Figure 3 shows the spatial distributions of height-resolved occurrence frequency for the CTH, CBH, and CT, respectively. The probability density function (PDF) of CTH peaks at around 6?8 km AGL and features a heavy tail. Specifically, most of the CTHs (~80%) are mainly located above 5 km, indicating the dominance of middle- and high-level clouds in China. By comparison, the tail shifts towards low CBHs, and the CBHs falling within 0?3 km are responsible for approximately 65% of all cases. Interestingly, the PDF of cloud thickness exhibits a roughly normal distribution, with more than half of the CTs falling within 2?5 km. Overall, the frequency distributions of CTH and CBH revealed here are broadly consistent with the previous remote sensing studies (e.g., Yin et al., 2015; Chen et al., 2018). Note that the PDFs of CTH, CBH, and CT given in 0.1 km vertical range bins are also shown in Fig. 3. The peak in the PDF of CBH is generally located at 1?2 km, and then gradually decreases with height above 2 km, indicating that the bases of cloud layers are lower than 2 km AGL under most circumstances.

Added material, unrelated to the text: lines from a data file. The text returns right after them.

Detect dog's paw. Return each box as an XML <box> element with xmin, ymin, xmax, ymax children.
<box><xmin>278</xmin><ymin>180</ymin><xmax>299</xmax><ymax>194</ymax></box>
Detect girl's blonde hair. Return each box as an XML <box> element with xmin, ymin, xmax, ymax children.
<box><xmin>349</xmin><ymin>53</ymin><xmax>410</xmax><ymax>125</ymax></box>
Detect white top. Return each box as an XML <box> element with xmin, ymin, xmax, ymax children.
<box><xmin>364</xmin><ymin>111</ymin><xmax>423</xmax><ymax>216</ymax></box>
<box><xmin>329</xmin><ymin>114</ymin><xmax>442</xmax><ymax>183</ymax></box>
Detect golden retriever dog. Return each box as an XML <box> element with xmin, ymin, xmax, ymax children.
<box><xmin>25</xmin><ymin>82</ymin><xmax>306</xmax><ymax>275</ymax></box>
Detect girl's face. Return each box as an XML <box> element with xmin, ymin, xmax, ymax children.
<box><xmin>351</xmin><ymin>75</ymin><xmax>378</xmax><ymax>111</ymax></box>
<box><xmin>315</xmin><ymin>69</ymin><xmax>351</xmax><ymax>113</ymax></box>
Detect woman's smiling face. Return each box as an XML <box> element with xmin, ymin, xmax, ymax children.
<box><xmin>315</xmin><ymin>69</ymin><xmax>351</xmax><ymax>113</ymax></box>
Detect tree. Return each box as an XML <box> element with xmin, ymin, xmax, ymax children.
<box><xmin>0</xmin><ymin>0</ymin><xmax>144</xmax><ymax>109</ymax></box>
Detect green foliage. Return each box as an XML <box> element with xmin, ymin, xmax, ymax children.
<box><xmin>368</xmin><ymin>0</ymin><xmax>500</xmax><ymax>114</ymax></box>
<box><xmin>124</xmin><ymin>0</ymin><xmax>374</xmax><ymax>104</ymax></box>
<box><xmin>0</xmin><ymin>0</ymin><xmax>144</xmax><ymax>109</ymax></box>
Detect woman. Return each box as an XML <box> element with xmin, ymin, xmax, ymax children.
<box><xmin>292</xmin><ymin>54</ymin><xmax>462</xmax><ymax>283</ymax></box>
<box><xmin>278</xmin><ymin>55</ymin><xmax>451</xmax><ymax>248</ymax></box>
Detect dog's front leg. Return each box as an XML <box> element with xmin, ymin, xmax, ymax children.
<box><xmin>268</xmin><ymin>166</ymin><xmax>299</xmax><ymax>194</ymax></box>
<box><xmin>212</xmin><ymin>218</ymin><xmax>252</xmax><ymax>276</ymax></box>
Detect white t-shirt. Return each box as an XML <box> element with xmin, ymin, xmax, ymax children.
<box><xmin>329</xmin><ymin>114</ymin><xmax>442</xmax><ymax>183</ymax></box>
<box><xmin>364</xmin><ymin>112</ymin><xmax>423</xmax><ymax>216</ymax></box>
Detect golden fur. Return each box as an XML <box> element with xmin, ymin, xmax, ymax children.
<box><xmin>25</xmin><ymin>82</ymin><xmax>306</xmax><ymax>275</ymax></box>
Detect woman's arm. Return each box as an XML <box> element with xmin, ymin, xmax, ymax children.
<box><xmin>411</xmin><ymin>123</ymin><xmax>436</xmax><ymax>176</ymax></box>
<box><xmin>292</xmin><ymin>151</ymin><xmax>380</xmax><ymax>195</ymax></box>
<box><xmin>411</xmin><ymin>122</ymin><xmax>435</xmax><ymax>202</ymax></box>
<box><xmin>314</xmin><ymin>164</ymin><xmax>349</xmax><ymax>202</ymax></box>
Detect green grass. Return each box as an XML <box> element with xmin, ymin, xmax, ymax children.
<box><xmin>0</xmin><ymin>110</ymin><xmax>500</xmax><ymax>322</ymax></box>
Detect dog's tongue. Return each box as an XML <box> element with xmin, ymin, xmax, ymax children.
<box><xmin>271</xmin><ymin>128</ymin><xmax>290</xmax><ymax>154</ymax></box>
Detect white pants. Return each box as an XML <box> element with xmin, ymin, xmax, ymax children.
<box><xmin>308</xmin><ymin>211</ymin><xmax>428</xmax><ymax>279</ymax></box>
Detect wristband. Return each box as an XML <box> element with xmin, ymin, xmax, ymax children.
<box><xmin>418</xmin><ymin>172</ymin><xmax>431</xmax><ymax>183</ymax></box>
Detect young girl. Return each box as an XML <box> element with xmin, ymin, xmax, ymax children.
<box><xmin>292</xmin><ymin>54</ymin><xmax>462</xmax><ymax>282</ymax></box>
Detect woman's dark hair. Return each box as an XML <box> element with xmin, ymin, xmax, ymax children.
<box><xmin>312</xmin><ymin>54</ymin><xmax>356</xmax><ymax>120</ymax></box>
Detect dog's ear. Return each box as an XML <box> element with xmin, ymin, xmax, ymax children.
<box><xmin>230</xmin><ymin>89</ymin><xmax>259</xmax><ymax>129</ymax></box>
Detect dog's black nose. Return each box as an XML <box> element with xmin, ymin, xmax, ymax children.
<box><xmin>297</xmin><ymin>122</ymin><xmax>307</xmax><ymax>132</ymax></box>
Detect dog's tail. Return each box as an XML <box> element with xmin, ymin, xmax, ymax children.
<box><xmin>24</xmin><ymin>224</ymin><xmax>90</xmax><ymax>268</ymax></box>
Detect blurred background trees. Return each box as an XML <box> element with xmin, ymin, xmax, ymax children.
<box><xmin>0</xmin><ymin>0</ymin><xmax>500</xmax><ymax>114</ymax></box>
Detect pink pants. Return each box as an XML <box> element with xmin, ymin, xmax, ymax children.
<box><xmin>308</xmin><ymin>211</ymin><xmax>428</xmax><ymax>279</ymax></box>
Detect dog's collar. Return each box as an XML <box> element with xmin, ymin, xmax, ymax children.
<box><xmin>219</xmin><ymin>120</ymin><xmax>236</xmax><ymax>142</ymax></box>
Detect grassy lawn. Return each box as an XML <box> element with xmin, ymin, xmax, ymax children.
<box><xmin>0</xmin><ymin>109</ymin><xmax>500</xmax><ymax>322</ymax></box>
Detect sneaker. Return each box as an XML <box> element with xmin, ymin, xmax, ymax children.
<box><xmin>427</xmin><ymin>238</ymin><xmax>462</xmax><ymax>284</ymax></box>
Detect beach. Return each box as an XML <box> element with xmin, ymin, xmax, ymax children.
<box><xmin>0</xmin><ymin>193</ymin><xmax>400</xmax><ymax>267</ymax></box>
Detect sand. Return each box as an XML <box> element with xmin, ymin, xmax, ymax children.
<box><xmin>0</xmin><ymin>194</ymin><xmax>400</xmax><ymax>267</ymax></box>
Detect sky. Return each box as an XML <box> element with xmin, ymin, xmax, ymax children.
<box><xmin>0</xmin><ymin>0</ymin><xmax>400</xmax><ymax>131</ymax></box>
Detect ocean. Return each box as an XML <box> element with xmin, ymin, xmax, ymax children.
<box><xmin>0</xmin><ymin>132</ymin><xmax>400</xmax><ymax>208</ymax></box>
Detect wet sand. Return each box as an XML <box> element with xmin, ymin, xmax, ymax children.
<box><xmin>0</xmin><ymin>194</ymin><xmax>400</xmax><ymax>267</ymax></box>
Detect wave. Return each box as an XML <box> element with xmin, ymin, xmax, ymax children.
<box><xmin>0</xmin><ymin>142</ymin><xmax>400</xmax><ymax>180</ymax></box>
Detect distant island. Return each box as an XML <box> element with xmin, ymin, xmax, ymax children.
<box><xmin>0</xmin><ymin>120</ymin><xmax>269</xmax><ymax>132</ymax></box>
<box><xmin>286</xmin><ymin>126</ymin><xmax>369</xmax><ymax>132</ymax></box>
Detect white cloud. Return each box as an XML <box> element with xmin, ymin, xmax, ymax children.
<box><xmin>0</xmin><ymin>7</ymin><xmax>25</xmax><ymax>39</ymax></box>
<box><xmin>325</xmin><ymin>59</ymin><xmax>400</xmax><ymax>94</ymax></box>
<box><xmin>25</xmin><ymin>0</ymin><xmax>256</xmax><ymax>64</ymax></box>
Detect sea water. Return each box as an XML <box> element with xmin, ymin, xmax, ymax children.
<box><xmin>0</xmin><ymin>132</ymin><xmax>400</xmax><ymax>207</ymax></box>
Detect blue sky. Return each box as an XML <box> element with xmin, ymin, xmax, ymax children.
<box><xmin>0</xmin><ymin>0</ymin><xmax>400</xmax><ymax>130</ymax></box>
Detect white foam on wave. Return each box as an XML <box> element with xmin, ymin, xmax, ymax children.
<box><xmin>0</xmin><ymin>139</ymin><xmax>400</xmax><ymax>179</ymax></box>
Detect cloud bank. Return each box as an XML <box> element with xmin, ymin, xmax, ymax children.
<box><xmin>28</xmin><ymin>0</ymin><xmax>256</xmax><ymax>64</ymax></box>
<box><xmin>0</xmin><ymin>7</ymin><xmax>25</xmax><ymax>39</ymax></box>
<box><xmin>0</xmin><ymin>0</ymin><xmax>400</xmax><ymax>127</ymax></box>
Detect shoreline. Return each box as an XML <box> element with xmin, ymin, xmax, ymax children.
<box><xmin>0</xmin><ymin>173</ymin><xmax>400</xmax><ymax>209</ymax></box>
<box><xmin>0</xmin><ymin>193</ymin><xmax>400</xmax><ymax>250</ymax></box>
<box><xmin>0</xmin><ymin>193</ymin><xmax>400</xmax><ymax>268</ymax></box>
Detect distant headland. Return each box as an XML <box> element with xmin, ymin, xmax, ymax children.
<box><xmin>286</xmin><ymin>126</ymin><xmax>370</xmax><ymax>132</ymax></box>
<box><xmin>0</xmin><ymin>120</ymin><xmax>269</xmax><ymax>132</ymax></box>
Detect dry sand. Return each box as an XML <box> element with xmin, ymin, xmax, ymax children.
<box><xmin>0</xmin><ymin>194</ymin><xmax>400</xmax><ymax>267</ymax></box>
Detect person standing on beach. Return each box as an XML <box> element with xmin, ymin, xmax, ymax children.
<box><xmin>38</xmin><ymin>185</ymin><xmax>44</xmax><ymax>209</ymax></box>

Figure3. The frequency distribution of (a) CTH (red bars), (b) CBH (blue bars), and (c) cloud thickness (green bars) over China in summer for the period from 2010 to 2018. The data in the histogram are pooled into 1.0 km bins. The red, blue, and green curves depict the kernel density estimate (KDE) of the probability distribution function (PDF) for CTH, CBH, and cloud thickness, respectively.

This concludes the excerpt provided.